Which submission formats can the AI layer read?

The layer ingests submissions in the formats brokers already use: email and attachments, PDF slips and schedules, spreadsheets, portal uploads, and API feeds. Intelligent document reading extracts the fields from each and normalizes them into the insurer's data dictionary, so unstructured submissions become structured data the rating and risk engines can act on. When a field is missing or malformed, the layer triggers an automated request back to the broker rather than a manual chase.

How much underwriter time does submission intake actually consume?

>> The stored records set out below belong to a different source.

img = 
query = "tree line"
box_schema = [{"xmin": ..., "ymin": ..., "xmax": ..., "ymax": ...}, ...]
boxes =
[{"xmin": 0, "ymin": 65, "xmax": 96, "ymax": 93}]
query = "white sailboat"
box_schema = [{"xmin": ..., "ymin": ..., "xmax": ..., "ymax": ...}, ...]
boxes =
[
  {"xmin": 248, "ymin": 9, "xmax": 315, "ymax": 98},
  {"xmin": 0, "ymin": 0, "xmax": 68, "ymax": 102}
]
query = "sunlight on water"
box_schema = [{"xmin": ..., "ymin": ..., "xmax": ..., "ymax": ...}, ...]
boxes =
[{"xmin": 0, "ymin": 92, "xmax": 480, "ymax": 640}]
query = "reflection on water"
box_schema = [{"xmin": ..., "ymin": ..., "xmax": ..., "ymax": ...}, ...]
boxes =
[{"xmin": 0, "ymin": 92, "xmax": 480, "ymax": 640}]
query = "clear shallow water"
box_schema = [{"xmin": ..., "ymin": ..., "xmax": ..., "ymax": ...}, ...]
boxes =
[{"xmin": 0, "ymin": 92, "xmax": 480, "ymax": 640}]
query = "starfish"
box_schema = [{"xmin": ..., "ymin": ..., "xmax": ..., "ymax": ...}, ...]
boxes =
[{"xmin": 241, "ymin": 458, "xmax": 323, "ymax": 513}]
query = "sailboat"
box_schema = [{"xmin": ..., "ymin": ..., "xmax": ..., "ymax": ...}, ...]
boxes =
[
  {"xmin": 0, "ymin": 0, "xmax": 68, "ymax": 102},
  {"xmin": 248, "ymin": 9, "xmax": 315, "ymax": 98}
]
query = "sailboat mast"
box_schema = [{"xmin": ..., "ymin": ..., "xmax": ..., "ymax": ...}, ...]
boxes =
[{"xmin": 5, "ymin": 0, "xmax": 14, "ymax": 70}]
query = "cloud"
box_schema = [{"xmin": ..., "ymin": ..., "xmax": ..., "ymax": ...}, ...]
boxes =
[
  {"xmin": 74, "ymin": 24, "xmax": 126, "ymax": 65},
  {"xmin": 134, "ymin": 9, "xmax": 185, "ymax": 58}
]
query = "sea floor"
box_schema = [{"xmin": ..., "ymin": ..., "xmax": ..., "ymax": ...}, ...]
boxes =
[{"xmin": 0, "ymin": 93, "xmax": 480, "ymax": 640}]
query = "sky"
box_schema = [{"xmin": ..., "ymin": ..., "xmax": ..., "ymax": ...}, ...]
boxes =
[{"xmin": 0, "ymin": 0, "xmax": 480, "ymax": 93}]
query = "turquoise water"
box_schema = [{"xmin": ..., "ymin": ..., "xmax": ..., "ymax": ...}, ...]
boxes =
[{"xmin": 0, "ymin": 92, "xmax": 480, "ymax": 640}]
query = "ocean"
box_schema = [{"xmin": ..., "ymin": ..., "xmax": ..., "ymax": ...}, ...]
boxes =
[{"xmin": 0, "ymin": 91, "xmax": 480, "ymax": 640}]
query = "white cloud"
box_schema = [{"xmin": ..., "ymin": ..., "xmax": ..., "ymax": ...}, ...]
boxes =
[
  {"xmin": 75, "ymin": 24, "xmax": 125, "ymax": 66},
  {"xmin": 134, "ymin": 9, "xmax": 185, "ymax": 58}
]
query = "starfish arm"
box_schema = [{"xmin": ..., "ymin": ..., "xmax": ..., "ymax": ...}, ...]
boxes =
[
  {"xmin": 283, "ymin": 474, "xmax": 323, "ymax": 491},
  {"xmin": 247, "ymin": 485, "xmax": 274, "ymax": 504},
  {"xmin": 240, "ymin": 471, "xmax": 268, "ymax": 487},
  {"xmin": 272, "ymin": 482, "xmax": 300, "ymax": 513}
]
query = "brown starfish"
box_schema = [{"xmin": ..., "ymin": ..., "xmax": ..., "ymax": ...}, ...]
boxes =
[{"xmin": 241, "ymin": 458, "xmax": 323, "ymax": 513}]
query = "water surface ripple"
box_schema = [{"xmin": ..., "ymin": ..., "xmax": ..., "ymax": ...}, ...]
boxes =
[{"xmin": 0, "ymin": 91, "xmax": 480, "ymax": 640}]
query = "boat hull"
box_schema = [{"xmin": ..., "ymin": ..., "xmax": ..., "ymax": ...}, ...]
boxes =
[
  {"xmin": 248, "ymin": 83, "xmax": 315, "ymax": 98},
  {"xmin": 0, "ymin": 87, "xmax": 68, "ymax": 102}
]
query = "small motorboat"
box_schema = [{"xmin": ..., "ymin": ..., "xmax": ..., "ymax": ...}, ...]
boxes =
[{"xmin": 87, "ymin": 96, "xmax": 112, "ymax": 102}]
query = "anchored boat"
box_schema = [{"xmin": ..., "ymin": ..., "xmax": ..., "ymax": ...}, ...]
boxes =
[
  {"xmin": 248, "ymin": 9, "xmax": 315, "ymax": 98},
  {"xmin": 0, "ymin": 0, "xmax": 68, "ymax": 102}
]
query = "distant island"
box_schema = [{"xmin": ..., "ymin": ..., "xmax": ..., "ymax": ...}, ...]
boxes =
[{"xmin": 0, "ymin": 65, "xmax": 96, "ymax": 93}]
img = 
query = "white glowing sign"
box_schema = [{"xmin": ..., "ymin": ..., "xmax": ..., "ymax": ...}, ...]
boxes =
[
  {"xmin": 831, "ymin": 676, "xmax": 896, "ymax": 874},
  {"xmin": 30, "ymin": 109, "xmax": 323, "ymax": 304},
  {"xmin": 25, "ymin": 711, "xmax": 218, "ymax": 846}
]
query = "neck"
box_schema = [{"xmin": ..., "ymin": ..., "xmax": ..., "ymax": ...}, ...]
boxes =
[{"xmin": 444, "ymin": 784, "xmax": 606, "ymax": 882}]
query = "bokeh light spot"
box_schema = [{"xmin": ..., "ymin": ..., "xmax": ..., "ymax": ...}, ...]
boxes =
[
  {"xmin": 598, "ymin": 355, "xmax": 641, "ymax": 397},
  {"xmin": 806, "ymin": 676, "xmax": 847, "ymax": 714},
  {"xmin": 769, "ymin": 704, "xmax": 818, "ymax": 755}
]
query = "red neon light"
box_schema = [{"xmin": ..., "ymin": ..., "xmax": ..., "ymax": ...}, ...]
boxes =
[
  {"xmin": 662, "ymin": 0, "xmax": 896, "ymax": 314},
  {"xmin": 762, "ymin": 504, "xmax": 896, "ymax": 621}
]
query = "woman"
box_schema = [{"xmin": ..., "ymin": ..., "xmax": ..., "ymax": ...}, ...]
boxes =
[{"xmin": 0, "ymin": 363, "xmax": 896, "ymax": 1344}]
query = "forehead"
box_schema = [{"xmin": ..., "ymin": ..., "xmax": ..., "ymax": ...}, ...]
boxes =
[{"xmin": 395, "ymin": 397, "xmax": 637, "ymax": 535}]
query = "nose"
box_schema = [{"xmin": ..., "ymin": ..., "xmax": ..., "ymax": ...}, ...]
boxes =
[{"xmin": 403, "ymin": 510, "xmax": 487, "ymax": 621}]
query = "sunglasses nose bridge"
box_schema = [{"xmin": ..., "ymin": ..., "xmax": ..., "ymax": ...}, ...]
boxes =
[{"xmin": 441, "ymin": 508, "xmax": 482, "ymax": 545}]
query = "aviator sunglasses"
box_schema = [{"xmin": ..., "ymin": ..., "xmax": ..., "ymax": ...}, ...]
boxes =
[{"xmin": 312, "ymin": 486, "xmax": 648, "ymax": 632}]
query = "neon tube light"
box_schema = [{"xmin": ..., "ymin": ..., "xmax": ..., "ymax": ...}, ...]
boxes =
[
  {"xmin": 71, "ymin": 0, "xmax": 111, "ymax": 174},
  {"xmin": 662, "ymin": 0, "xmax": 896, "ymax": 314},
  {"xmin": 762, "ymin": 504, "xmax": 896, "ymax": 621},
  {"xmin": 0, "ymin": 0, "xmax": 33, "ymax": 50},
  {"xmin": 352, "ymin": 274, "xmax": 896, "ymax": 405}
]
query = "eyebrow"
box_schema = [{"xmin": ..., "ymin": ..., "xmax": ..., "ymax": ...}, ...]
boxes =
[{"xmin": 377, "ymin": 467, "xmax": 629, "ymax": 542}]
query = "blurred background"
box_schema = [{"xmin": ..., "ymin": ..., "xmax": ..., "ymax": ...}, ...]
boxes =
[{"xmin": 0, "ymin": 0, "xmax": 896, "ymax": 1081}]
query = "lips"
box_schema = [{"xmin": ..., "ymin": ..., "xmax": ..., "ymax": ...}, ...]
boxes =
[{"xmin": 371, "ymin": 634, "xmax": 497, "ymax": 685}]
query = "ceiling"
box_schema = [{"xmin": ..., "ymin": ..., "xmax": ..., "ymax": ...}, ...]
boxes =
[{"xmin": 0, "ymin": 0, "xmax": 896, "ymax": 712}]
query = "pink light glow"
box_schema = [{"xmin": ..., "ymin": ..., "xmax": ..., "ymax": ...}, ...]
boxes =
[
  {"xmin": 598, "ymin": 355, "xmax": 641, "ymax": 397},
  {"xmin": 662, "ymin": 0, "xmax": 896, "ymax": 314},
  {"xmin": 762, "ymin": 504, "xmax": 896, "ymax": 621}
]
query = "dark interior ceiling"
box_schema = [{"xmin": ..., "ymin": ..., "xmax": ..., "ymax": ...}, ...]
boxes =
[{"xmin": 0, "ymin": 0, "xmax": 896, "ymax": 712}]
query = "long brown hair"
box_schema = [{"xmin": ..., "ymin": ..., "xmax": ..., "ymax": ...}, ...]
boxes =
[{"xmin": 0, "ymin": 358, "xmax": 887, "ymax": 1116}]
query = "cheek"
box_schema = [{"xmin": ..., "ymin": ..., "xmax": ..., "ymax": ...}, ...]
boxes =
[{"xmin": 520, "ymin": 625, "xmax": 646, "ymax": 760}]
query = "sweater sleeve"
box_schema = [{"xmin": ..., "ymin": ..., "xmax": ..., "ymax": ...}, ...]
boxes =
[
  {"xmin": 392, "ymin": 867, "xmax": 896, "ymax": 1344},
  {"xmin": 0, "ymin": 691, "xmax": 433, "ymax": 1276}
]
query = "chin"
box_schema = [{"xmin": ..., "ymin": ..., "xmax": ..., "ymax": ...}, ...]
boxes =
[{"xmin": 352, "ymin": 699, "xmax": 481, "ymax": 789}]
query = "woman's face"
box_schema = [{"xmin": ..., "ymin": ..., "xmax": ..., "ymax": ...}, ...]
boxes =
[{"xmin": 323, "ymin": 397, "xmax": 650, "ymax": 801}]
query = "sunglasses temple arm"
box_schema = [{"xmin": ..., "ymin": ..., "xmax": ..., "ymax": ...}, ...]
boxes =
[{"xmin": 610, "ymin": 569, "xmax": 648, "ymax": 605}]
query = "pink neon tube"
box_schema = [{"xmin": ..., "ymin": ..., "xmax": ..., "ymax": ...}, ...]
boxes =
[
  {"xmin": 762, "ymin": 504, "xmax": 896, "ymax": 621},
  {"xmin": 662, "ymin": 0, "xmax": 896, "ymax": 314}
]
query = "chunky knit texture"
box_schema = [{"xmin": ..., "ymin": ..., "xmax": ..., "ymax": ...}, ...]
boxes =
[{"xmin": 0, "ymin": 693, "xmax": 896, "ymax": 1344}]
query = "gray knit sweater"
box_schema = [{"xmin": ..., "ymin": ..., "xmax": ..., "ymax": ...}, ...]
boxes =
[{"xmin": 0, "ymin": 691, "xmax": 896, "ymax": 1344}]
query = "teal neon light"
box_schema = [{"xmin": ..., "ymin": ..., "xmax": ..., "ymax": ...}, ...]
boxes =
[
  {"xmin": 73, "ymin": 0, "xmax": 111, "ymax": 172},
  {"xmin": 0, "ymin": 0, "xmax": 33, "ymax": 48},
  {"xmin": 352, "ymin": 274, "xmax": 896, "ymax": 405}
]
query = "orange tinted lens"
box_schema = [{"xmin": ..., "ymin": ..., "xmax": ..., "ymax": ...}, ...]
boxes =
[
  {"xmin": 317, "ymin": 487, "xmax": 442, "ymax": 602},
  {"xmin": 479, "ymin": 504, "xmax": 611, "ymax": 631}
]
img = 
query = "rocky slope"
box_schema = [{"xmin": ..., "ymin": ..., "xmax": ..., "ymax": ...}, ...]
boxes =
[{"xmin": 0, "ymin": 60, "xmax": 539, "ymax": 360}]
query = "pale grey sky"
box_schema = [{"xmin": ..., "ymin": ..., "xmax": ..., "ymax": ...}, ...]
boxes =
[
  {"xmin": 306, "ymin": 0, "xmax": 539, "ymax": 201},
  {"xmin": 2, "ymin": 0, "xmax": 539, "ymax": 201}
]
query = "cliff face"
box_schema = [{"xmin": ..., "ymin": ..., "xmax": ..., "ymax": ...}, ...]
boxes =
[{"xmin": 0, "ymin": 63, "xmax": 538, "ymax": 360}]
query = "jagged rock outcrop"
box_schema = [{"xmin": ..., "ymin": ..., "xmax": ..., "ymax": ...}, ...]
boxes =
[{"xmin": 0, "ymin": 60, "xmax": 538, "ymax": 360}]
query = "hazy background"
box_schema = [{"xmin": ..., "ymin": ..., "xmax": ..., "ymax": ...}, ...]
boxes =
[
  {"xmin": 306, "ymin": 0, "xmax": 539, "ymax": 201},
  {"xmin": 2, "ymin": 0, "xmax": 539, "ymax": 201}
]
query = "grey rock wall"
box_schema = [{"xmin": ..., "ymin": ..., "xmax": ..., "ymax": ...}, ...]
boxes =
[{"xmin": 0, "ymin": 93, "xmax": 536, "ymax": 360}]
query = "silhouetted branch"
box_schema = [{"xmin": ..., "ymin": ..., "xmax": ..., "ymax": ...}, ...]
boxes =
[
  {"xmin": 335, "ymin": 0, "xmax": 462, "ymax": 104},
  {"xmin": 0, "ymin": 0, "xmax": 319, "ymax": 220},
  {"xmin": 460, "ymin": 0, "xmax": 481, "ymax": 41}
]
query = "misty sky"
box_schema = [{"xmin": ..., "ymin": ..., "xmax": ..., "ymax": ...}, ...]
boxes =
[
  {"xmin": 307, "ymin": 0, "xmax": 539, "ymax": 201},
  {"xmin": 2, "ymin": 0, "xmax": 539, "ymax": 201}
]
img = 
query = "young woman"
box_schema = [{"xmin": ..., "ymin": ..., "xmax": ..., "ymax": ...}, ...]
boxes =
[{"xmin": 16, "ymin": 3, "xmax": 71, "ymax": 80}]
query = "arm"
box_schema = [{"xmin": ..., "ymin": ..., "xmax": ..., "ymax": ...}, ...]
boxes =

A large share. Deloitte puts underwriter time spent on administrative tasks at about 40 percent, and much of that is intake work: sorting submissions, re-keying data, validating fields, and chasing missing documents. Because more than 60 percent of brokers choose an insurer by response speed (Capgemini), slow intake also costs business. Automating the intake step returns that time to risk selection and lets a quote come back fast enough to win the broker.

How does the automated triage respect the insurer's appetite?

The Machine Learning that scores and triages each submission is calibrated to the insurer's own underwriting manual, risk appetite, and loss history, not a generic ruleset. A submission stays on the fast, straight-through track only while it is in appetite, complete, read at high confidence, and inside the exposure and authority band the insurer defines. The moment any condition fails, the case routes to an underwriter with the reasons attached. Every automated step is explainable, auditable, and LGPD compliant.